John James is reported to have said: "My wife determined that my genius should prevail and that my final success as an ornithologist should become triumphant." She even managed to save $3,000 to send John James to Europe, as he was working to publish his most famous piece. For his second publication, Audubon traveled with John James and arranged for the engraving and publication of The Birds of America. Her support of his endeavors ultimately granted John James the ability to grow the family's wealth. It is said that, without Lucy Bakewell Audubon, John James Audubon would not have been as successful—if at all.

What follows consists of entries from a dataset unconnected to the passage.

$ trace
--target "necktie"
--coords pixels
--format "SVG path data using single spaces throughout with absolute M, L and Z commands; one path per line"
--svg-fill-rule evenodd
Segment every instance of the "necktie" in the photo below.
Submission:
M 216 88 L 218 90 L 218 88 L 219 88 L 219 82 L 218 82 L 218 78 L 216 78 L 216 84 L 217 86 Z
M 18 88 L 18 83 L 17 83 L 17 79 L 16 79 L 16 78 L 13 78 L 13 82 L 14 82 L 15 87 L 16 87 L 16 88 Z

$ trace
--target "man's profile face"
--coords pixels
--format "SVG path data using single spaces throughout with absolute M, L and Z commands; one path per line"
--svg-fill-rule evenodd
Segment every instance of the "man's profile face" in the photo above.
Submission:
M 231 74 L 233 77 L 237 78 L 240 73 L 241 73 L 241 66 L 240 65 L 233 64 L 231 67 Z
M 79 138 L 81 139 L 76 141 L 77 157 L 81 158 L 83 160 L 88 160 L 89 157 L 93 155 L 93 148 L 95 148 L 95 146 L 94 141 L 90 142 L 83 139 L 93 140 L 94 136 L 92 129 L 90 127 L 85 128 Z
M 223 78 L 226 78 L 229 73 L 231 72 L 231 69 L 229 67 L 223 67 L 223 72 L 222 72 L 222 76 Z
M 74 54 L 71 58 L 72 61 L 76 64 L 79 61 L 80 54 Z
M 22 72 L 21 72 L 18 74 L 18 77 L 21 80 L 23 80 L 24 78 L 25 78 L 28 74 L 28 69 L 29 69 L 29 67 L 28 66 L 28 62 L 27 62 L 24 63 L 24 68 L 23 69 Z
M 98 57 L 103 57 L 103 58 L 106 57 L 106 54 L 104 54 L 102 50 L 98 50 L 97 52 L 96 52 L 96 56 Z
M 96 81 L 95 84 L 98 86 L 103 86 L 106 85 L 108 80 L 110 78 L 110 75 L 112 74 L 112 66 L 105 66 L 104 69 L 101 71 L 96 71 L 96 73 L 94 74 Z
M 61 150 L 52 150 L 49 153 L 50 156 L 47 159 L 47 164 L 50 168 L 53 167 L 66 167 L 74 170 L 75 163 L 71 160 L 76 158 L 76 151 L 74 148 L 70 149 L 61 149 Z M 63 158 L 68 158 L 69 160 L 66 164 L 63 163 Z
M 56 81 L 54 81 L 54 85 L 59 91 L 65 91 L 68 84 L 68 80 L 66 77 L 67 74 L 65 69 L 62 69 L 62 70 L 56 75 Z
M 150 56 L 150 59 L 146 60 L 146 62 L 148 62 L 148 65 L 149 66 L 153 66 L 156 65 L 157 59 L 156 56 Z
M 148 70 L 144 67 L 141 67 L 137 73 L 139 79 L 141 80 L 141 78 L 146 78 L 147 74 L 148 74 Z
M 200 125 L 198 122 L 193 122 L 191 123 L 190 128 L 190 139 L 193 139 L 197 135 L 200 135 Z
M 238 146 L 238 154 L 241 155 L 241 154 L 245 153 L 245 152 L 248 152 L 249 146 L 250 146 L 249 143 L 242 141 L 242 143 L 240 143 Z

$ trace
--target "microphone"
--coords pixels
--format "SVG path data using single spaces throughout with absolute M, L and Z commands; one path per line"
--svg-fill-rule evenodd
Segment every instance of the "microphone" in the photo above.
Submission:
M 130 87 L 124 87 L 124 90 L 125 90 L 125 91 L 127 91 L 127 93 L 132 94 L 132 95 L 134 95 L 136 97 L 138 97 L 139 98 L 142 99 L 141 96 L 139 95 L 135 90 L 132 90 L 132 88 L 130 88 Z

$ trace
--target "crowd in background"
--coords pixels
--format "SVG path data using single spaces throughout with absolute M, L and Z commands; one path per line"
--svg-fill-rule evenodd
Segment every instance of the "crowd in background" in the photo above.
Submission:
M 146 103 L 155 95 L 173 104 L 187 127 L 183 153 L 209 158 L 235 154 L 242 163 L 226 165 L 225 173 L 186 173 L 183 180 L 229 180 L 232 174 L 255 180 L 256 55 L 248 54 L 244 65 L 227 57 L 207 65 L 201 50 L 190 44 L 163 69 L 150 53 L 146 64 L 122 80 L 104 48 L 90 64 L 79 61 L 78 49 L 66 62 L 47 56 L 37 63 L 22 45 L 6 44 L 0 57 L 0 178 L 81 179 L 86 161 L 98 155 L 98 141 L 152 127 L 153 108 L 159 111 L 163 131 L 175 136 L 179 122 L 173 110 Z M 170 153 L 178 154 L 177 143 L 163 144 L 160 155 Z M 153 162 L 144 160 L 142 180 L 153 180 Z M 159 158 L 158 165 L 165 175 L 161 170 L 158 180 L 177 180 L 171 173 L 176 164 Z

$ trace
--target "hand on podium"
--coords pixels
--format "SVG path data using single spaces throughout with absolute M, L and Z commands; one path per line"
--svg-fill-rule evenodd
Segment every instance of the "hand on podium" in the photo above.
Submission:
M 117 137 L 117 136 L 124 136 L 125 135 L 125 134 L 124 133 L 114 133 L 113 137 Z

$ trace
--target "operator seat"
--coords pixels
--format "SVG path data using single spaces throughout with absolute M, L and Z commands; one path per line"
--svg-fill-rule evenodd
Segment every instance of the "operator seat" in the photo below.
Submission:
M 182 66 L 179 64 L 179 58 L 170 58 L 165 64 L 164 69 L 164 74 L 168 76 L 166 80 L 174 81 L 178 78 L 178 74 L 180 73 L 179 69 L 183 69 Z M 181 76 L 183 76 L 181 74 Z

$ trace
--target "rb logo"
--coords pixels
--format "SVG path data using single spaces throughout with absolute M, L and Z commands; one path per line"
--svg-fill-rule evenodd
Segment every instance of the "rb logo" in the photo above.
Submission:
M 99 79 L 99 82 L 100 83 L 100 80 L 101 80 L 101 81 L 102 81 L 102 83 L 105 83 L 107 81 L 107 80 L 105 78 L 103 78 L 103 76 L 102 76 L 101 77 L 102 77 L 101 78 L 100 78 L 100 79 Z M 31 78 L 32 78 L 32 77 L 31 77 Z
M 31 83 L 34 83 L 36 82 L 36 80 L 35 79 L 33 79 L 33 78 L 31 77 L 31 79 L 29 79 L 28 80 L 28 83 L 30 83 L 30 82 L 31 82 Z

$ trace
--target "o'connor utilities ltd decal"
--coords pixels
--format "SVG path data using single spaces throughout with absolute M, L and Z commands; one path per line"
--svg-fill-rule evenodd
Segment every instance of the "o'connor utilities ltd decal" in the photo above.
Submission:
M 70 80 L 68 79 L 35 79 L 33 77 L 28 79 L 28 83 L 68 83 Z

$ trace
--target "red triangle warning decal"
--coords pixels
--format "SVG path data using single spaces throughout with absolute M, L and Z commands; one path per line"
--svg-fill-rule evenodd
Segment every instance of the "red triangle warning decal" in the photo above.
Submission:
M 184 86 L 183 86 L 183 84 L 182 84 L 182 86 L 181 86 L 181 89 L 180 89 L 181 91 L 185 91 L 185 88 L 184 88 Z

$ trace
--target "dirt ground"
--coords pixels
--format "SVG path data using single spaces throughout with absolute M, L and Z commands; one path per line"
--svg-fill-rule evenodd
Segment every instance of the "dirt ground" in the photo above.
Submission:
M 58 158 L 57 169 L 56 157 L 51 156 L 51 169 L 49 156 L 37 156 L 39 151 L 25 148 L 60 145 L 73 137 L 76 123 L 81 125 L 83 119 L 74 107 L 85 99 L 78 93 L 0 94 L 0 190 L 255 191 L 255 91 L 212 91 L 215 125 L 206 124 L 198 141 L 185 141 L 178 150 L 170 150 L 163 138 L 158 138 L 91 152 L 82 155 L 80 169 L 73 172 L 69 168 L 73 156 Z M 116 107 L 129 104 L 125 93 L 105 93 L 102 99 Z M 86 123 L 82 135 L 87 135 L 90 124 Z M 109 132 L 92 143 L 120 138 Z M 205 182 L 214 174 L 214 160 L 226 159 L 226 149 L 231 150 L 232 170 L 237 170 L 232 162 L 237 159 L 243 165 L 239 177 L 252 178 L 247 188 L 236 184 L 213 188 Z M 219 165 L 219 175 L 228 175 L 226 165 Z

Audubon also helped create and publish The Life of John James Audubon: The Naturalist, though it is largely credited to her husband. The original publication acknowledges that it was edited "by his widow".

== Death and legacy ==
When John James died, Audubon returned to work at 70. Much like their father, Audubon's two sons experienced failed business ventures. Audubon, then, needed to support her family, again stepping up in order to serve everyone but herself. In a letter to a friend, Audubon said: "It does seem to me as if we were a doomed family, for all of us are in pecuniary difficulties more or less."

Twenty-three years after the death of John James, Lucy Audubon died at the age of 87. She had been staying with her brother, Will, in Shelbyville, Kentucky.

Though her husband is well remembered, Lucy Bakewell Audubon is often considered to be a large part of his success. She became the subject of a 1982 publication, Lucy Audubon: A Biography by Carolyn DeLatte.